The nature of desire is anomalous. You conquer countries by invading and occupying them, as if you were collecting real estate deeds. But desire, it’s one of the few you conquer by throwing it away.

“What’s more important? Satisfying a thousand desires or conquering just one?” Or more pertinently, which is more satisfying or more worthy of achieving?

Most times, when you want something sooo badly, and finally get it, you don’t get as much joy from having it as you thought you might. Maybe the thrill of the wanting sensation, the chase and the climactic achievement overshadows that of possession. Maybe.

A friend [Ranjay] said monks don’t abstain from desire, they shut themselves from it and assume that’s abstinence. Well, it’s true in some cases. But if a monk has taken up monkhood by choice, then it’s not his interest to hang around temptation because he doesn’t get tempted or can control his desire so as to not want to be tempted in the first place, and SO ends up in a monastic area, doing monastic things.

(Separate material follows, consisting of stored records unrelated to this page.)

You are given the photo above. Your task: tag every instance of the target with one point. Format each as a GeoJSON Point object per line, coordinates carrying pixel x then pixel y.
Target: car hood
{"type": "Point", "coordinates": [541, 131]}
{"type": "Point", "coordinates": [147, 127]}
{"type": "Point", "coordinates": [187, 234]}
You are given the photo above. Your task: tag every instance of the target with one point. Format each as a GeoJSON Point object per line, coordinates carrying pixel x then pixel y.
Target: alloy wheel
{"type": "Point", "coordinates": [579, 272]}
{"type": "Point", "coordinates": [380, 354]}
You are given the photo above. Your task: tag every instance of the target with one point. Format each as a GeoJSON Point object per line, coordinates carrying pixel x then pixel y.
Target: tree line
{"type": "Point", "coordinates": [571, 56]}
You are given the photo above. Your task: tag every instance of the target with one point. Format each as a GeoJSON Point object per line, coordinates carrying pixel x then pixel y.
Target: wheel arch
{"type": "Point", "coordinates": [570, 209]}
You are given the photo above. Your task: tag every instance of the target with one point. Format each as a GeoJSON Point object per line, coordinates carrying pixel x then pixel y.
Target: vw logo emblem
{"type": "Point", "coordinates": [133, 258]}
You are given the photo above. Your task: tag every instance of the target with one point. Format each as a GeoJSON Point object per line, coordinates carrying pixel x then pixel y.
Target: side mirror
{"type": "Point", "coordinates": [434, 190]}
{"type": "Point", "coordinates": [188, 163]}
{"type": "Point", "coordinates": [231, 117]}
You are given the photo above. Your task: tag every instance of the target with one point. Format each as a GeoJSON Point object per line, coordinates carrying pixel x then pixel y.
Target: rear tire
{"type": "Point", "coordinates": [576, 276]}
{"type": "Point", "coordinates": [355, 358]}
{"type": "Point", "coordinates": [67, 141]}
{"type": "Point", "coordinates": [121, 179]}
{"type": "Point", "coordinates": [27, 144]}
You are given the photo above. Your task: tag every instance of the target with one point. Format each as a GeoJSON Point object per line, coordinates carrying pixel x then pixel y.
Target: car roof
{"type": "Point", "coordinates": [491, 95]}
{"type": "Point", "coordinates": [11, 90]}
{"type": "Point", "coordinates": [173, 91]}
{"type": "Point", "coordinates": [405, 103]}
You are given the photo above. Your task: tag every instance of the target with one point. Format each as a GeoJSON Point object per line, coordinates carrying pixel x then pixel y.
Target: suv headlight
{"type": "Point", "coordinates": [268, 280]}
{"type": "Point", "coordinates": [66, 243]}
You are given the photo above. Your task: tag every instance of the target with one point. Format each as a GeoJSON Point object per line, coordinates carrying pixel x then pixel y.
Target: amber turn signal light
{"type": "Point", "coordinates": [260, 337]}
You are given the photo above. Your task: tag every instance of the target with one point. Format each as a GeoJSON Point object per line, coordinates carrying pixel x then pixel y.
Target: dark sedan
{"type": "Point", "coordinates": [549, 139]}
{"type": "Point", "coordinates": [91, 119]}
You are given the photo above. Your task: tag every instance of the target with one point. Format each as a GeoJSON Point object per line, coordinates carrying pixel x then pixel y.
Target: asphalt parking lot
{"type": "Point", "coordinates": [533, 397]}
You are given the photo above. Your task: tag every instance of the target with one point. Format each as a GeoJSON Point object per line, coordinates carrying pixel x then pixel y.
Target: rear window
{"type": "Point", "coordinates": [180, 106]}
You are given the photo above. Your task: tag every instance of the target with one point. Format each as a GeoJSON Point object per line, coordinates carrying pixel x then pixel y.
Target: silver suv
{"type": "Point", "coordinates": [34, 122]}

And there is no middle path for many things. Suppose you’re in a marriage that you’re not interested in anymore. It’s selfish to leave, and selfless to stay. Selfless is laudable, but surely there should be room for a compromise? I mean, c’mon what kinda marriage is it if you don’t want to be in it anymore? What kinda marriage will it be if you stay only because you’re obligated to? Just an example.

So much for the Middle Way. It IS an elegant philosophy, but it doesn’t make sense. Not to me. Buddha became enlightened; did he pass on the fruits of his “research”? Or did he tell his disciples to find out on their own, but gave a few tips on how to get there? WHAT?

“Middle Path” may be misunderstood as equivocal. In fact Buddhism is not as such. “Middle” means neutral, upright, and centered. It means to investigate and penetrate the core of life and all things with an upright, unbiased attitude. In order to solve a problem, we should position ourselves on neutral, upright and unbiased ground. We investigate the problem from various angles, analyze the findings, understand the truth thoroughly, and find a reasonable conclusion.

The Middle Path in Buddhism does not mean having a biased view or superficial understanding only. The “Middle Path” represents a distinct theory and way of Buddhist practice that is not common to other religions. Buddhism is a religion with high moral values. It lays great emphasis on human thought and action in dealing with the natural environment, society or individual problems. It is concerned with the relationship between thoughts and behavior, and the relationship between behavior and its consequences. From http://www.buddhanet.net/cbp2_f4.htm

Personally, if I had to choose, I’d rather conquer just that one desire, or die trying. Cos the other option is nigh impossible. Who said you can actually satisfy desire? If you could, then it wouldn’t be desire; it’d be thrist or hunger or need. Not desire.